The Colors of Justice by Rick A. Mullins
Morgan Sullivan did his time in the Middle East war zones, but now he’s having trouble keeping a job. Then he gets an offer he can’t refuse and finds himself in a magical, parallel world he never imagined outside a science fiction novel. But his adopted world has it’s own problems as he faces corrupt leaders, bigotry and slavery from ‘normal’ humans toward both the Neanderthal natives and child-sized alien dragon folk, as well as monsters on land and at sea. Using the magic he recently learned, he begins to carve a name of Honor for himself as a champion of the weak and oppressed.
There seemed to be a mistake in the first few pages or so:
I did give him a double unicorn salute over my shoulders as he sputtered ineffectually, which got me out loud laughs from several of my former coworkers.
It seems like it should have been: which got me out loud laughs from several of my former coworkers.
But I kept on reading despite this mistake. I just connected with the character.
I read until about the 17% mark and just decided to buy it.
The Review
The Colors of Justice by Rick A. Mullins
I bought this book based on the strength of the first chapter.

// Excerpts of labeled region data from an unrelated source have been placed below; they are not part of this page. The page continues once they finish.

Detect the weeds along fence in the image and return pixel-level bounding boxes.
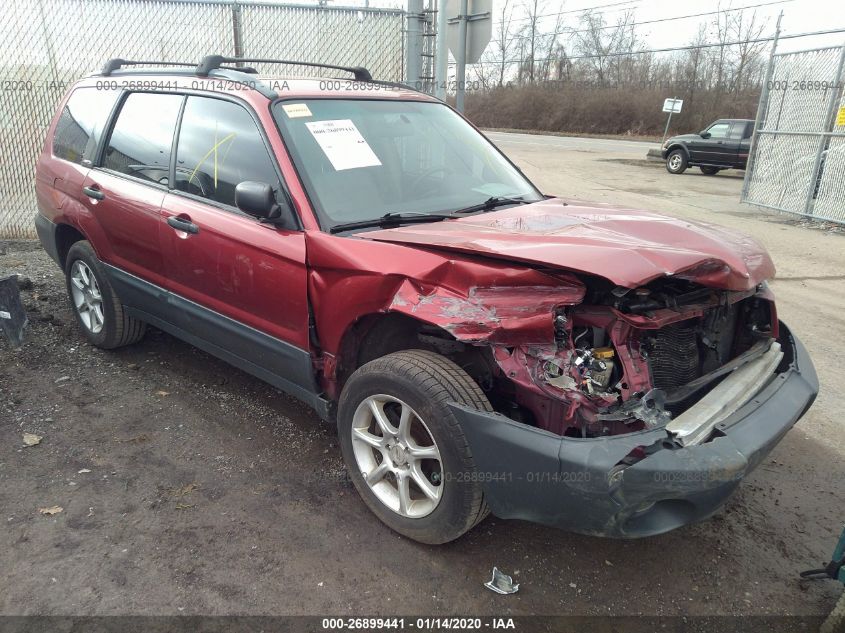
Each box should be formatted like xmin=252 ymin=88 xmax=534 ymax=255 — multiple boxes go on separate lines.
xmin=0 ymin=0 xmax=405 ymax=238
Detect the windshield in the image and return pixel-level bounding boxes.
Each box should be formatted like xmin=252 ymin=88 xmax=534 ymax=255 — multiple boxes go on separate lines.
xmin=273 ymin=99 xmax=542 ymax=230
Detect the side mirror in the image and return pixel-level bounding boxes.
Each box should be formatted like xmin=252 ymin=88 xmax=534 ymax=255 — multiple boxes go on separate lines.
xmin=235 ymin=180 xmax=296 ymax=229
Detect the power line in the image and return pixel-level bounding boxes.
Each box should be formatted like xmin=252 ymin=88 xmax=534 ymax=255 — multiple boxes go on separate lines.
xmin=498 ymin=0 xmax=795 ymax=42
xmin=500 ymin=0 xmax=639 ymax=24
xmin=464 ymin=28 xmax=845 ymax=66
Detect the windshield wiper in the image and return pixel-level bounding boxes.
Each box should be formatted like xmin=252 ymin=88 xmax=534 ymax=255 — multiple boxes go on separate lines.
xmin=329 ymin=211 xmax=452 ymax=233
xmin=453 ymin=196 xmax=528 ymax=214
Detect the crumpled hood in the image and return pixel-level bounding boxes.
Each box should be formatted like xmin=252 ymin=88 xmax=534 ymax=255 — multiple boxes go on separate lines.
xmin=358 ymin=198 xmax=775 ymax=290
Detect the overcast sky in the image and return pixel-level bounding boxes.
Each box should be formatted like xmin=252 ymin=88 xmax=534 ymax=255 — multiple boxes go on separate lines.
xmin=362 ymin=0 xmax=845 ymax=51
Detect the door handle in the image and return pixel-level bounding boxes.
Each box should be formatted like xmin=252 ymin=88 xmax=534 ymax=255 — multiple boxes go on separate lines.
xmin=167 ymin=215 xmax=200 ymax=234
xmin=82 ymin=185 xmax=106 ymax=200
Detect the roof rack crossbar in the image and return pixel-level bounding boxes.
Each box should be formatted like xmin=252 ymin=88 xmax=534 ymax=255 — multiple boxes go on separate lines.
xmin=100 ymin=58 xmax=195 ymax=77
xmin=197 ymin=55 xmax=373 ymax=82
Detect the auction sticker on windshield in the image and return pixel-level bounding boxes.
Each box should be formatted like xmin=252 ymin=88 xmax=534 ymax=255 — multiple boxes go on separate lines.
xmin=305 ymin=119 xmax=381 ymax=171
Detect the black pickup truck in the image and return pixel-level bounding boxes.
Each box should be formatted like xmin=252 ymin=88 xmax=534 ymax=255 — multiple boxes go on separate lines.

I instantly connected with Morgan, the main character, and understood what he wanted and why. Since the first chapter was written so well, the rest of the book should be good, right?
Wrong. What follows the first chapter is a long list of things Morgan did, but very little of the why. For example, upon hearing some atrocities that were done to a farmer, he teaches the farmer some magic and gives the farmer some magic items and then continues on his way. Was Morgan indignant or sad? I have no idea as the book never states anything else beyond what Morgan did. I know I feel sad when I compare the rest of the book to the first chapter.
This book also has a problem with its depth, especially when it concerns its world building. For example, it states that magic is like programming, but it never shows or even tells how or why it is like programming. Also, Morgan was a soldier and somehow also a programmer, which is why he is able to be so good at magic, even being able to create new spells. I’m really not sure when or how Morgan worked or studied programming, as the book states that he worked three jobs in six months through a temp agency after coming home from war and implies that he never went to college.
But the biggest issue I have with this book is with its definition of justice, where violence is used as a first resort instead of last. Morgan is someone who cannot stand the slavery of sentient beings but doesn’t seem to have any qualms killing them. For example, when Morgan is called upon to be some sort of mediator, one of the cases he hears was about a wizard trying to cheat some money out of another worker by being a “Karen”. When the wizard is about to lose his case, he attacks Morgan by firing magically-propelled daggers. Morgan then deflects the daggers and responds with lethal force.
Now, think about this for a moment. Morgan, with his overpowered magic, who also has access to magical shields, who therefore would be able to nullify anything the wizard threw at him, who could have magically disarmed or incapacitated the wizard but instead responds with lethal force, is somehow a paragon of justice? What is worse is that he shows no remorse after the fact.
That being said, one of the pros about there being so little characterisation is that I was able to characterise Morgan’s actions any way I pleased. Once I made the mental switch to realise that I was reading about a murderous psychopath who is trying to appear to be virtuous instead of someone who “begins to carve a name of Honor for himself as a champion of the weak and oppressed”, I began to enjoy myself a lot more.